Companies are digitizing and pushing all their operational functions and workflows into IT systems that benefit from so-called ‘big data’ analytics. Using this approach, firms can start to analyze the massive firehose stream of data now being recorded by the Internet of Things (IoT) with its sensors and lasers designed to monitor physical equipment. They can also start to ingest and crunch through the data streams being produced in every corner of the what is now a software-driven data-driven business model.
All well and good, but who is going to do all this work? It looks like your company just had to establish a data engineering department.

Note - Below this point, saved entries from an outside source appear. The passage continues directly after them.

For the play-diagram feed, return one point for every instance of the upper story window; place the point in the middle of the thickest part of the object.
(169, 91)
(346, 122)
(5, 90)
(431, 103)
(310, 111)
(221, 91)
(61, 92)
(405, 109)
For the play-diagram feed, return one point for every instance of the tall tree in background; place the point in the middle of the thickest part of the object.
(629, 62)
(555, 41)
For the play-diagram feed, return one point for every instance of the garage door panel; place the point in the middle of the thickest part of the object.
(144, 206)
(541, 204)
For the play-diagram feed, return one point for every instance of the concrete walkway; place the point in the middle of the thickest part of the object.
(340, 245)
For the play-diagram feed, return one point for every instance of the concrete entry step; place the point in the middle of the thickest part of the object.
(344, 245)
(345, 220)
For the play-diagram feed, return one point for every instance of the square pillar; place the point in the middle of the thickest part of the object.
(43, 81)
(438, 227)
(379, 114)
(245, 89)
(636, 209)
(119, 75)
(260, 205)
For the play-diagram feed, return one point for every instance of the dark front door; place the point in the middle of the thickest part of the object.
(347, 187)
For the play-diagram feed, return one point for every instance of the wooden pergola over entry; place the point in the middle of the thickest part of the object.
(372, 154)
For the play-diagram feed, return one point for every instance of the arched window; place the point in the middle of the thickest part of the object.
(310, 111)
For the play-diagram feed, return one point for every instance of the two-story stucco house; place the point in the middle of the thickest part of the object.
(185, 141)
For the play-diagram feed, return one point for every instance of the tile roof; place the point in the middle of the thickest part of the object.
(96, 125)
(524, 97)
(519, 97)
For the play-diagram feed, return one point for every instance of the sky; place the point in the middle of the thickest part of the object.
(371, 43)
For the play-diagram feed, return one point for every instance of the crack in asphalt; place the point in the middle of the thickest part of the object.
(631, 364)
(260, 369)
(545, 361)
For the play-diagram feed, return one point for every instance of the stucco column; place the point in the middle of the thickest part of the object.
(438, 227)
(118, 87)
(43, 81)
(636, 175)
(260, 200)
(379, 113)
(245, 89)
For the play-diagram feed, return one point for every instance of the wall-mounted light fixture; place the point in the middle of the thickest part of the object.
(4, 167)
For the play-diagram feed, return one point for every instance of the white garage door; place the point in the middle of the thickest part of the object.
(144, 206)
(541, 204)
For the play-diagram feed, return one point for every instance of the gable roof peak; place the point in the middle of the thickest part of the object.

Drinking from the data firehose
As a technologist, writer and speaker on software engineering, Aashu Virmani also holds the role of chief marketing officer at in-database analytics software company Fuzzy Logix (known for its DB Lytix product). Virmani claims that there’s gold in them thar data hills, if we know how to get at it. This is the point where firms start to realize that they need to invest in an ever larger army of data engineers and data scientists.
But who are these engineers and scientists? Are they engineers in the traditional sense with greasy spanners and overalls? Are they scientists in the traditional sense with bad hair and too many ballpoint pens in their jacket pockets? Not as such, obviously, because this is IT.
What the difference between a data scientist & a data engineer?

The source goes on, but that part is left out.